High-fat diet during pregnancy could change offspring’s brain vasculature

Eating nutrient-rich foods with enough proteins, carbohydrates, and fats during pregnancy is important for the proper brain development of a fetus. However, a new collaborative study from the Tremblay Lab (Division of Medical Sciences) and the lab of Dr. Baptiste Lacoste (University of Ottawa) shows that it’s possible to have too much of a good thing.

imageIn the resulting paper published in Communications Biology, first-author Dr. Maude Bordeleau and her team show that offspring born by individuals who consume a high-fat diet during pregnancy and nursing have significantly more blood vessels in their brains. They also show that these vessels branch out in the brain when those offspring reach adolescence.

Surprisingly, this increase does not seem to affect key cells important to the vasculature system’s ability to transfer nutrients and protect the brain. Dr. Bordeleau and her team could not see any abnormalities in endothelial cells, which line the blood vessels, or in pericytes, which help maintain the integrity of these vessels. Instead, a cell better known for its role in brain immune regulation – microglia — appeared to be implicated. Using state-of-the-art microscopy techniques, Dr. Bordeleau showed that these highly mobile immune cells were recruited to blood vessels in the brains of offspring exposed to a high-fat diet. As previous research shows that microglia are involved in angiogenesis, the formation of new blood vessels during brain development, she believes it’s possible that this increased recruitment of microglia is causing the hypervascularization.
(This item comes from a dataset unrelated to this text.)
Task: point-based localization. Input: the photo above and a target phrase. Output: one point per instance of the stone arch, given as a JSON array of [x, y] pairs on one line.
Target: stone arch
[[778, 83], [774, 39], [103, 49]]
"Prenatal exposure to a high-fat diet results in a chronic exposure of the fetal brain to low-grade inflammation, which is likely impacting microglia’s normal role in angiogenesis,” Dr. Bordelau explains.

So, could this affect how the brain functions? In their paper, the research team shows adult offspring who were exposed to a high-fat diet during development only displayed abnormalities in one test associated with repetitive and stereotypic behaviours, features linked to neurodevelopmental and neuropsychiatric disorders.

Dr. Bordeleau’s previous first-author paper showed a high-fat maternal diet also affects the organization of myelin, the fatty coat wrapped around neuronal axons, which could affect an offspring’s behaviour later in life. 

This body of work shows how nutrition during pregnancy can cause an unlikely player – microglia – to have a major impact on brain development.